Operations Management

Year:

2016-17

By Nitisha Agrawal

Lessons a rejected visa taught me

“Your processed visa application will be delivered to the chosen address.” Yay! This message I thought would help me check my visa off my checklist but little was I ready to be surprised otherwise. With the new lesser restricting rules and a low student visa rejection rate, I had some (bad) luck by chance, hadn’t I? With a rejected visa in my hand, the next two obvious thoughts were: A, write to the college and B, create a new application in order to get my visa before the date my ticket says I need to fly.

While awaiting a reply from the college as it was their off business hour, I created a new application with the only change being my tuition fee as I had paid the complete amount and assumed the CAS (not CAS number) could be updated with this information. I hit submit. I move on to the payment page…and bam! I encountered the most unexpected and deplorable message when you are in a hurry. It said, “The IHS payment site is under maintenance, please try later!”. Cursing my luck, I went back to read the rejection letter completely and in the meantime also received a response from the college. I was shocked and filled with gratitude on reading their email. It said that I needed a new CAS number and that the previous one could not be updated. Had the IHS payment site not been down I would have lost my visa fees! Luck isn’t all that bad I realized, it has its reasons am sure. (Non believers of luck? We can save this conversation for over a drink 🙂 )

Lesson no. 1Haste is waste. The panic and hurry served me no purpose. Under any situation, hang on, take a step back, pull yourself out of the situation and think. Use a third eye if necessary and available before you act but definitely give yourself some time to respond, not react!

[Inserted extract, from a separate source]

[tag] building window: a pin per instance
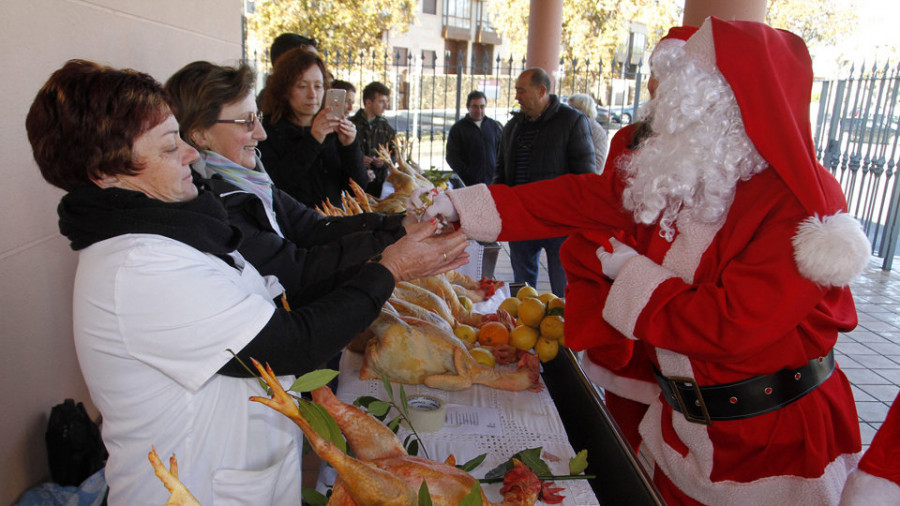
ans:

Lesson no. 2Lock your box. Let me explain. I believed the statement “Leave your work before you get home” is over hyped until this happened. When I got to know my visa was rejected, I was on a holiday spending time with my maternal family. On one hand I was enjoying family time and knew this would be the last time I would be seeing them for a year at least and on the other hand I was going through multiple emotions of anger, sadness and fear. What I learnt that day was to box and compartmentalize my feelings and address them appropriately and not let them affect my here and now. The story after that? You all know 🙂

Difficult two weeks I must say, the wait seemed longer than I can remember. I could have done with more good news when a mail flew into my inbox announcing my selection in the peer supporter programme. Excited? Check! Visa? Check! Packing? In progress!